Three specialised sub-agents

Claudette can delegate complex tasks to sub-agents via the spawn_agent tool. Each agent gets its own isolated conversation context — only the final text comes back to Claudette.

Agent What it does Max turns
Researcher Web search + file read + code search. For open-ended investigations. 10
GitOps Git workflows with bash. For "rebase this, squash that, push it." 8
Code Reviewer Read-only. Spots bugs, security issues, style problems. 5

Codet: dedicated code-generation sidecar

Every call to generate_code goes through Codet — a separate LLM pipeline that:

  1. Writes the code with a dedicated coder model (default qwen3-coder:30b, fallback qwen2.5-coder:14b).
  2. Runs a syntax check (python -m py_compile, rustc --emit=metadata, tsc --noEmit, etc. — 5 languages).
  3. On failure, runs a surgical SEARCH/REPLACE fix loop (Aider-style patches, ~50 output tokens per attempt) before falling back to full-file regeneration.
  4. Optionally runs associated pytest/cargo-test/jest suites.
  5. Retries up to 3 times, then reports honestly if it can't fix the file.

Codet is hot-swapped into VRAM on demand — the main brain model is evicted first on memory-constrained machines, then restored after Codet finishes. Swap cost is ~5–10 seconds on a 3060 Ti.

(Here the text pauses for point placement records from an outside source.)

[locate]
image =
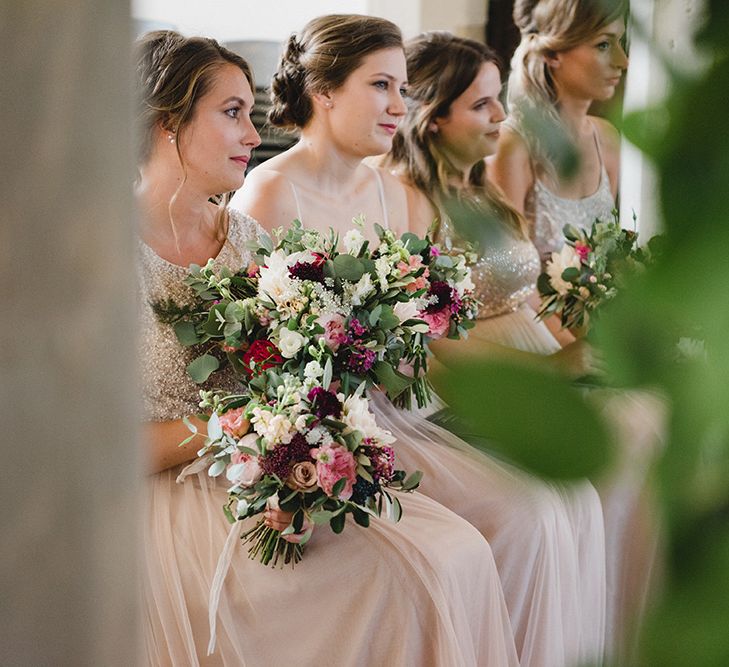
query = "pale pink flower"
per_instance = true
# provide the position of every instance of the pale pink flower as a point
(582, 250)
(334, 462)
(244, 469)
(335, 333)
(438, 322)
(234, 423)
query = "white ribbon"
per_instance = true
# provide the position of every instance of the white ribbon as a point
(217, 585)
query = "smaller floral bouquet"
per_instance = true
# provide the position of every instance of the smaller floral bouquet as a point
(590, 269)
(296, 445)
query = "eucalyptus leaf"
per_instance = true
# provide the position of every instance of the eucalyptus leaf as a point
(348, 268)
(201, 368)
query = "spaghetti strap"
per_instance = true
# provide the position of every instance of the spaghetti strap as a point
(596, 136)
(296, 200)
(381, 191)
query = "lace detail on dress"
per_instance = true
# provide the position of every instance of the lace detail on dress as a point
(168, 392)
(504, 274)
(549, 213)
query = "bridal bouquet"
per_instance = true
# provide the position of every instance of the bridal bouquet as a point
(589, 270)
(309, 299)
(296, 445)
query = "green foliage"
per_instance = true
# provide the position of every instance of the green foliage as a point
(535, 419)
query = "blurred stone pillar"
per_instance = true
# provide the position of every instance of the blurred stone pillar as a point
(70, 471)
(465, 18)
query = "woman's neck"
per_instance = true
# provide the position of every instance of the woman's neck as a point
(334, 170)
(164, 197)
(573, 112)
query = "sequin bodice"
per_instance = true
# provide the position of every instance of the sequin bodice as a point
(168, 392)
(548, 213)
(505, 272)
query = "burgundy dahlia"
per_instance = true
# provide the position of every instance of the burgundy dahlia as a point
(313, 271)
(361, 359)
(325, 403)
(356, 328)
(279, 460)
(443, 293)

Tiered-brain auto-fallback

Claudette ships with three presets:

  • Fast: brain is qwen3.5:4b (fast, 3.4 GB VRAM), no fallback.
  • Auto (default): qwen3.5:4b with an auto-escalation to qwen3.5:9b on stuck signals (empty response after retry, max iterations hit with no text, ≥ 3 consecutive tool errors). Reverts to 4b after the failed turn — per-turn revert, not session-sticky.
  • Smart: brain is qwen3.5:9b, no fallback.

Switch at runtime with /preset fast | auto | smart, or pin a specific brain with /brain <model>.

Permissions: three tiers, enforced per-tool

Tier Behaviour Example tools
ReadOnly Auto-allowed time, note_list, file reads, git status, all external APIs
WorkspaceWrite Auto-allowed note_create, note_update, todo_add, web_search, generate_code, github comment
DangerFullAccess Prompts [y/N] every time bash, edit_file, git add/commit/push/checkout

The REPL prompter is interactive. The TUI renders the permission dialog in its tool pane. Telegram bot denies DangerFullAccess by default (no TTY to confirm with).

Sessions and auto-compaction

  • Autosave after every REPL turn to ~/.claudette/sessions/last.json.
  • Resume with --resume or -r.
  • Named sessions via /save <name> and /load <name> (stored at ~/.claudette/sessions/<name>.json).
  • Auto-compaction is effectively off by default (1 M estimated tokens) — opt in for tight context windows via CLAUDETTE_COMPACT_THRESHOLD=12000. When it does fire, it summarises old turns, keeps recent ones verbatim, and preserves tool-result anchoring so the runtime never ends up in a broken state.
  • Sliding-window truncator acts as a safety net inside the API client.

Voice in, voice out

Telegram voice messages are transcribed end-to-end locally via Whisper (default model ggml-large-v3-turbo). The reply can be spoken back via edge-tts in English (en-US-AriaNeural) or Hebrew (he-IL-HilaNeural). Toggle voice output with /voice.

Vision input

Image attachments work in both the TUI and the REPL when the loaded brain is multimodal (e.g. Qwen 3.6 35B-A3B with the mmproj-F32 sidecar in LM Studio). Three input paths:

How Where What it does
Alt+V TUI only Reads the OS clipboard. A bitmap (e.g. Win+Shift+S snip) is re-encoded to PNG and base64'd; clipboard text is treated as a possible image-file path.
Drag-drop a file TUI + REPL Windows Terminal pastes the path as text — the TUI's bracketed-paste handler attaches it instantly; the REPL detects it on submit.
Type @/path/to/img.png TUI + REPL Tokens with .png, .jpg, .jpeg, .gif, .webp, or .bmp extensions that resolve to a real file are attached on Enter.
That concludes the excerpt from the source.